At the roundtable, the report’s authors explored the intersection of renewable energy and agriculture on both sides of the Atlantic, providing an overview of renewable energy on farms and the drivers for deployment in Germany and the United States. Presentations showed that the U.S. agriculture sector has traditionally lagged behind Germany in its ability to capitalize on the benefits of renewables. For example, while U.S. farmers are earning revenue from wind and biomass systems, it’s at levels far less than German farmers (Germany has approximately 30 times more biogas digesters than the United States). While U.S. farms have invested heavily in ethanol for transportation, farm-based renewable electricity is much more commonplace in Germany than here. The contrasts highlight a significant gap between what is possible on U.S. farms and what’s been implemented thus far.
Among ways the authors say the U.S. agriculture industry could draw from experiences in Germany is to universally advocate for a national comprehensive climate and energy strategy. The development of a strong national renewable energy policy in Germany has been supported by a broad coalition that has included agriculture lobbies, rural communities and farming cooperatives. German lobbies such as the Federation of German Farmers explicitly acknowledge, among other things, the economic dividends of renewable investments to justify aggressively incorporating renewable energy into the agriculture sector. The U.S. farm lobby, by contrast, has generally supported policies targeting biofuels derived from crops, but has been ambivalent when it comes to wider legislation that could optimize solutions from the land to address the nation’s energy and climate problems.
The report also calls on rural communities to develop strong stakeholder networks, noting that German farms have a network of actors, such as community members and cooperatives, that have helped make them successful “energy farmers.” The profit that flows to farmers from renewable energy activities also benefits local communities, which in turn garners local support for renewable energy projects. In Germany, rural communities have established their own renewable energy goals. In contrast, the report says, similar mobilization of rural communities in support of farm-based renewable energy has not been as widespread in the United States, but could be very effective.
The report also calls upon the diversification of U.S. feedstocks used for biofuels. In recent years, biofuel policy in Germany has been aimed mainly at biodiesel, while U.S. policy primarily targets ethanol. In order for the United States to have a more sustainable biofuels industry, the United States could draw on German and European experience, and continue to explore the development of a more diverse portfolio of renewable transportation fuels.

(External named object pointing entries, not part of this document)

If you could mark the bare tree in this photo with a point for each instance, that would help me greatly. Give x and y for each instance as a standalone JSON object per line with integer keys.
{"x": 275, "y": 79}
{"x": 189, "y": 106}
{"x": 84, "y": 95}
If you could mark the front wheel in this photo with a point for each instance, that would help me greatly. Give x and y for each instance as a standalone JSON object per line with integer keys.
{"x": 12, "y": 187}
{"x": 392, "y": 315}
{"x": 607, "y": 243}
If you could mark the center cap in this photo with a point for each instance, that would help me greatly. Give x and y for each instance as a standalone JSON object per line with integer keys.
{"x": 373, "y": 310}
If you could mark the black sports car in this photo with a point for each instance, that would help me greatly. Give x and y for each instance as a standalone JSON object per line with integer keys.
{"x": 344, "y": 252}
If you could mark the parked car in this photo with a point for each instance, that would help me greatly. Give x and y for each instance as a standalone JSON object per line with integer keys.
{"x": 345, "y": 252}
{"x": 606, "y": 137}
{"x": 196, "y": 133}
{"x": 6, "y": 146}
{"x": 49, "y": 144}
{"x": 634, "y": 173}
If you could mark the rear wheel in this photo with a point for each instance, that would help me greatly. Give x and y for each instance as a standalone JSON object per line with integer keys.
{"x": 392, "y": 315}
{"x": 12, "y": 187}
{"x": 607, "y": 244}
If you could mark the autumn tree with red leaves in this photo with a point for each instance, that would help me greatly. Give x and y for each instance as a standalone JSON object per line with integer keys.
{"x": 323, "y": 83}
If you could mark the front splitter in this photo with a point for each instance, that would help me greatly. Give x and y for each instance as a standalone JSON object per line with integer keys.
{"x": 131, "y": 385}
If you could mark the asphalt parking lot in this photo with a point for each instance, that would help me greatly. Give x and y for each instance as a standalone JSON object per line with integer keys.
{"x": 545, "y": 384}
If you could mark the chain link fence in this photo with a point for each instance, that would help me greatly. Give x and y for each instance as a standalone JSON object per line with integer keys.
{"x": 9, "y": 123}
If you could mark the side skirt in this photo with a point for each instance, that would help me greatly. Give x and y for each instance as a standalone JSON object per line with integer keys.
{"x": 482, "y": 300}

The American agricultural community is increasingly interested in the economic opportunity of renewable energy, as well as in the additional benefits to water and soil quality. The lessons from Germany could help U.S. farms and rural communities achieve a broad range of economic, environmental and energy security objectives. The 25x’25 Alliance calls on stakeholders to raise awareness among the farming and rural communities that, in turn, will encourage policy makers to narrow the gap between potential opportunities for farmers in renewables and their actual participation in the market.